# Hello!!



## JohnKennySang (Mar 10, 2018)

Hello.

My Name is John, I am new to this Forum. I did many martial arts, but literally stopped by Taekwondo ITF style, which I love a lot and hope to have a long and successful career in.


----------



## Monkey Turned Wolf (Mar 10, 2018)

Welcome!


----------



## Anarax (Mar 10, 2018)

Welcome


----------



## Headhunter (Mar 10, 2018)

Welcome


----------



## Tames D (Mar 10, 2018)

Welcome


----------



## Buka (Mar 10, 2018)

Welcome to MrtialTalk, bro.


----------



## Brian King (Mar 10, 2018)

Welcome to Martial Talk!
Regards
Brian King


----------



## _Simon_ (Mar 11, 2018)

Welcome John! It's great that you've had the experience and know-how to find and stick with the art you love.

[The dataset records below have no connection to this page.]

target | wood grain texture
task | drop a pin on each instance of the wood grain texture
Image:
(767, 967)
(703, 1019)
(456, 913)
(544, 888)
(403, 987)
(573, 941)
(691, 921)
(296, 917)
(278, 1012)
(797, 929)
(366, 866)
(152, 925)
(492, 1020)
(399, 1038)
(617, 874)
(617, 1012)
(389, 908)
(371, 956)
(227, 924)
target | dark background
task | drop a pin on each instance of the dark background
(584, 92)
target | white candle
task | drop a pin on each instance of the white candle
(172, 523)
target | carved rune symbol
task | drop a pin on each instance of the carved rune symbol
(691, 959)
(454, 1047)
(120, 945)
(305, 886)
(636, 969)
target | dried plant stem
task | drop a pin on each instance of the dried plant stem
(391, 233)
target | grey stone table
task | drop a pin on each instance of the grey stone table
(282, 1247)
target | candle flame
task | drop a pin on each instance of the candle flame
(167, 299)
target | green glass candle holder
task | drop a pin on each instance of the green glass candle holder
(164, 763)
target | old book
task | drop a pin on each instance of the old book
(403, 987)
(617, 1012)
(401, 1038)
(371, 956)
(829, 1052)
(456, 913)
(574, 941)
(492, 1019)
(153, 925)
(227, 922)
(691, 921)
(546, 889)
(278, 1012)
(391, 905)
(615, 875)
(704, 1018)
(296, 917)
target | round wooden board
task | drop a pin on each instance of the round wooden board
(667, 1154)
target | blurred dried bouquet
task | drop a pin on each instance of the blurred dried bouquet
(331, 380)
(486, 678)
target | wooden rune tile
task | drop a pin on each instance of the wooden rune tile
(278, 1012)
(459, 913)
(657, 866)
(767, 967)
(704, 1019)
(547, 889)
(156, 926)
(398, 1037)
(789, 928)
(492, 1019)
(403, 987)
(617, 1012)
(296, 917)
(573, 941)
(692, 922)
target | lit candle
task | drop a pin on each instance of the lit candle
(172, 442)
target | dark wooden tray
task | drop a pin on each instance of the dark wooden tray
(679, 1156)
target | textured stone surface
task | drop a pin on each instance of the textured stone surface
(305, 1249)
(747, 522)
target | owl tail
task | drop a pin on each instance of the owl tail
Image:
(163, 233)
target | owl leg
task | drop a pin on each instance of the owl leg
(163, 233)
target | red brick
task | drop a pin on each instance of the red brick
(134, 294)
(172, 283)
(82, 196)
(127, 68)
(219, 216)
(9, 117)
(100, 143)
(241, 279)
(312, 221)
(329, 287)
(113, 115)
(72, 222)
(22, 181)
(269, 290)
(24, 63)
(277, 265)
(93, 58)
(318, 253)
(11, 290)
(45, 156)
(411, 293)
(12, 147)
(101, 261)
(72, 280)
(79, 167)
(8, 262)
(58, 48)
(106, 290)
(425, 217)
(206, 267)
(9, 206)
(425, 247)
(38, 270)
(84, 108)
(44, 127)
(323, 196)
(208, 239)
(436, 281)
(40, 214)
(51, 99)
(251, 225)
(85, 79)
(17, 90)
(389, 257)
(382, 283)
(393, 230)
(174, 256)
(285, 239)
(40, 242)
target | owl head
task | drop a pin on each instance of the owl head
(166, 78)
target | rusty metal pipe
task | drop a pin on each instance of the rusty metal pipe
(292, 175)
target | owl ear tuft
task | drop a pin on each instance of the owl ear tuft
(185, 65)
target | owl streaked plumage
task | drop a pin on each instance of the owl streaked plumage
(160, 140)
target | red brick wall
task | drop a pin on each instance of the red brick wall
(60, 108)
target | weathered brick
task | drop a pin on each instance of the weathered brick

Enjoy the forums and post away


----------



## AngryHobbit (Mar 11, 2018)

Welcome to the funhouse, John! It's definitely not boring here.


----------



## donald1 (Mar 12, 2018)

Hello!


----------



## Marie_Flowers88 (Mar 13, 2018)

Welcome!


----------



## Zyk (Mar 14, 2018)

Welcome.


----------